Data Analysis Suggests Only Six Book Plots Exist

By Angela Chen on at

Everyone who secretly thought that all novels have the same plot can feel vindicated by new research supporting that suspicion. Sort of.

Researchers from the Computational Story Lab at the University of Vermont in Burlington used sentiment analysis—or analysis of emotion in a string of words—to map the plot of over 1,700 works of fiction. By looking at how the emotional tone of a story changes from moment to moment, the researchers could see the overall emotional arc of the stories.

They found that there were six main ones:

  • Fall-rise-fall, like Oedipus Rex
  • Rise and then a fall, like what happens to most villains
  • Fall and then a rise, like what happens to most superheroes
  • Steady fall, like in Romeo and Juliet
  • Steady rise, like in a rags-to-riches story
  • Rise-fall-rise, like in Cinderella

Within these general shapes, of course, there were many mini emotional arcs. The most popular stories follow the “fall-rise-fall” and “rise-fall” arcs, which might explain how superhero movies and Greek tragedies continue to be so endearing. The researchers even created a website where you can look at the exact graphs of the books they analysed.

This work is hardly new, seeing how literary theorists have tried for centuries to figure out how many plots there really are. In 1849, the French critic Georges Polti declared that there were “36 dramatic situations.” In the 1910s, scholars like Vladimir Propp, a Russian folklorist, travelled widely and built careers diagramming the basic plots of fairy tales. Since then, folklorists have built this work into formal systems like the Aarne-Thompson classification system. And in 1995, Kurt Vonnegut gave a lecture where he drew “the shapes of stories” on a board and said he believed they could be “fed into computers.”

Of course, none of these people had the data-mining techniques that the Burlington researchers did, but their work should still be taken with a grain of salt as well. First, they only analysed 1,700 pieces of fiction, which is hardly representative of the state of literature. Secondly, these were all English-language stories that had been downloaded from Project Gutenberg at least 150 times, meaning that they were all in the public domain and not contemporary works. It’s likely that the results would be different if they’d expanded to non-English literature or more recent literature.

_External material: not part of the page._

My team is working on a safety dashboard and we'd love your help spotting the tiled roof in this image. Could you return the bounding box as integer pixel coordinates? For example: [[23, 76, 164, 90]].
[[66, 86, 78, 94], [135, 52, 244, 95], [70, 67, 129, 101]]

The arcs themselves are so broad as to be almost obvious, and it can be hard to distinguish which one to use. Sure, Romeo and Juliet can be seen as a steady downfall, but wasn’t there also a rise when they agree to be together? It’s interesting to have data backing up the work of so many scholars—so long as nobody takes this to mean they only ever need to read six books. [arXiv via MIT Technology Review]